"Generate twice the revenue with half the workforce", HCL CEO at NASSCOM Summit
The AI Employment Crisis India Isn’t Preparing For
This column is based on the Foundation's Report: Governing AI in India: Why Strategy Must Precede Mission. The complete report is available for download here: https://tinyurl.com/FutureofIndiaAI.
"Generate twice the revenue with half the workforce."
That blunt message from HCL Technologies’ CEO earlier this year at an IT industry summit was a warning about the future of India’s job market.
The impact is already visible. For the first time in two decades, India’s top three IT services companies - TCS, Infosys, and Wipro - reported a combined decline of nearly 65,000 jobs in 2024. And this is just the beginning.
AI is transforming labour markets worldwide. For India - a country with a labour surplus, youth-majority population and a services-driven economy - the risks are particularly acute. Yet, unlike other major economies actively grappling with AI-driven disruption, India still lacks a coordinated national response to manage these changes.
The Scale of Disruption
The numbers are stark. The International Monetary Fund estimates that 26% of India’s workforce is exposed to generative AI, with 12% at direct risk of displacement. Globally, the World Economic Forum projects that AI could make 92 million jobs obsolete by 2030. Already, AI performs 20-30% of their coding tasks at Microsoft and Google now.
Recent warnings from AI leaders underscore the urgency. Dario Amodei, CEO of Anthropic, has suggested that AI could eliminate half of all entry-level white-collar jobs within five years. A 2025 SignalFire report shows that entry-level hiring has dropped over 50% from pre-pandemic levels. LinkedIn’s chief economic opportunity officer recently observed that AI is breaking “the bottom rungs of the career ladder.”

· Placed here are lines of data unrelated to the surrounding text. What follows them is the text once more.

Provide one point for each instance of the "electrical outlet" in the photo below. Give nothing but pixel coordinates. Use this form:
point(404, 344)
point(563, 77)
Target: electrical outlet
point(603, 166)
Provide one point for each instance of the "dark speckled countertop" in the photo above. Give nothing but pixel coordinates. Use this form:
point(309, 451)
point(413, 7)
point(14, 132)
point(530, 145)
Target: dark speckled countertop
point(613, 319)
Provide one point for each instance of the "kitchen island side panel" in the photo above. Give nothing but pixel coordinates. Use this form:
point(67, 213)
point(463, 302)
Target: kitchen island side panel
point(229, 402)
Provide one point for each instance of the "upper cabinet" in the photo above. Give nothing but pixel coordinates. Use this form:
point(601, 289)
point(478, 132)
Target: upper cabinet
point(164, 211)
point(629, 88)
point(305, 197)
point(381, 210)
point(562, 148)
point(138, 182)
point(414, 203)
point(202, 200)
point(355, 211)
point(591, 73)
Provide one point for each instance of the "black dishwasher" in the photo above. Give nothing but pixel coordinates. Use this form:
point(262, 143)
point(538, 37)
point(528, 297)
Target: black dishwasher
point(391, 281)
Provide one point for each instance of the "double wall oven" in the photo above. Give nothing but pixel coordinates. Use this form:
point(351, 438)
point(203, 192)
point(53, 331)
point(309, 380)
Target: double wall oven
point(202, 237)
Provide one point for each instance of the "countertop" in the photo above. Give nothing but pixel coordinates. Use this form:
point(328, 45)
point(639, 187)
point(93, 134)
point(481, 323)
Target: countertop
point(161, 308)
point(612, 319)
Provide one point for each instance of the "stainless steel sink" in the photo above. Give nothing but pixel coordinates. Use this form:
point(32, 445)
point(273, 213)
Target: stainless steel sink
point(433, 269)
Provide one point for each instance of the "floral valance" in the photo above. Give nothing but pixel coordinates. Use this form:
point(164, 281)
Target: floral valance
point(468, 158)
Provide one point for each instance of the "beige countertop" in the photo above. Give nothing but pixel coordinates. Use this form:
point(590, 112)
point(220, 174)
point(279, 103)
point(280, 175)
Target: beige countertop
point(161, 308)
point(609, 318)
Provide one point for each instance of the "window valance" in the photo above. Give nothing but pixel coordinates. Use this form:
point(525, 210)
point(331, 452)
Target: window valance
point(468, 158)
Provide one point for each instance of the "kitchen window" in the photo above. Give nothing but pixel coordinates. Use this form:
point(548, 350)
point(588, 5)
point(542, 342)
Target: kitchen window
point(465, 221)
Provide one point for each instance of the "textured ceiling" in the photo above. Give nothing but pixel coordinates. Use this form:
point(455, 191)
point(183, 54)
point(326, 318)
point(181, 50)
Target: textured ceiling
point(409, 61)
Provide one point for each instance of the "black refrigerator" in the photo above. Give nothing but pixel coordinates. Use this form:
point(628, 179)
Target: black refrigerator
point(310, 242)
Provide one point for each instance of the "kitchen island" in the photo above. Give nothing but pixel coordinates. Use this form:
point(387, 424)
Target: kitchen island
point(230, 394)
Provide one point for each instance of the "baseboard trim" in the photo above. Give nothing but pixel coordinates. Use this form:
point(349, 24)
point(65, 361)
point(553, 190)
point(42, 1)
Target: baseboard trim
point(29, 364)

The disruption is not confined to the IT sector. Business process outsourcing, financial services, and customer support - traditional employment avenues for India’s educated youth - are seeing rapid automation. India’s own Economic Surveys (2023-2025) have acknowledged these risks, noting that our services-led economy faces heightened vulnerability. Yet these warnings have yet to translate into serious national action.
A Blind Spot in India’s AI Policy
India is investing in AI, most notably through the ₹10,000-crore IndiaAI Mission launched last year. But while this initiative supports AI development, it largely sidesteps the pressing question of workforce transition.
There is little structured input from labour economists, workforce experts, or civil society in AI policymaking. Discussions remain technocratic, focusing on technology development rather than the broader societal impact. Meanwhile, parliamentary engagement remains minimal: between 2019 and 2025, just 0.4% of Lok Sabha questions and 0.6% of Rajya Sabha questions were even related to AI
In contrast, AI employment disruption dominates policy discourse in other major economies in ways largely absent from India’s political conversation. For example, AI’s workforce impact has featured in a large number of US Congressional hearings since 2023 and featured prominently in the 2024 presidential campaign. This sustained political attention creates pressure for coordinated responses, which remains largely absent from India’s public discourse.
In India, the political conversation remains muted - despite the fact that we are far more vulnerable, given the combination of a labour surplus and a lack of sufficient job creation even before AI.
Why This Matters for India
India’s demographic dividend could quickly become a demographic liability if millions of young people enter a disrupted job market unprepared. The risks go beyond economics - unmanaged disruption could fuel social unrest, deepen inequalities, and erode public trust in institutions.
This is not just about protecting old jobs. It is about ensuring that new avenues for meaningful work are created, that transitions are managed humanely, and that social protections are updated for an era of more fluid careers.
What India Needs to Do
First, the government must urgently commission a national impact study on AI-driven employment disruption. We need granular data - sector-wise, region-wise, and demographic - to understand who is most vulnerable and where interventions are needed followed by intergovernmental coordination for workforce transition, including reskilling pathways and employment support. Singapore for instance does sectoral planning with the private sector to align their skills strategy and workforce transition with the evolution of the business. Finally, state governments too can experiment with AI transition frameworks - integrating innovation with worker protections, and creating replicable models for the country.
Without such an inclusive approach, AI’s benefits will be unevenly distributed, deepening social divides.
Time for Political Leadership
Managing this transition cannot be left to administrative missions alone. It requires political consensus and sustained leadership. Employment and the future of work must become a national priority reflected in our public discourse, parliamentary interventions, party manifestos, and executive action.
India’s recent leadership of the Global Partnership on AI (GPAI) gives it an opportunity to model a democratic approach to managing AI’s societal impacts. But global credibility starts at home. The country’s ability to lead internationally will depend on how well it addresses domestic challenges.
The HCL CEO’s stark directive to his workforce is a wake-up call. India stands at a crossroads. It can continue treating employment disruption as an afterthought in policy reports. Or it can take bold, proactive steps to manage AI’s impacts - ensuring that technology serves inclusive, broad-based prosperity.
The choice is clear. The time for comprehensive planning is now - before disruption outpaces preparation.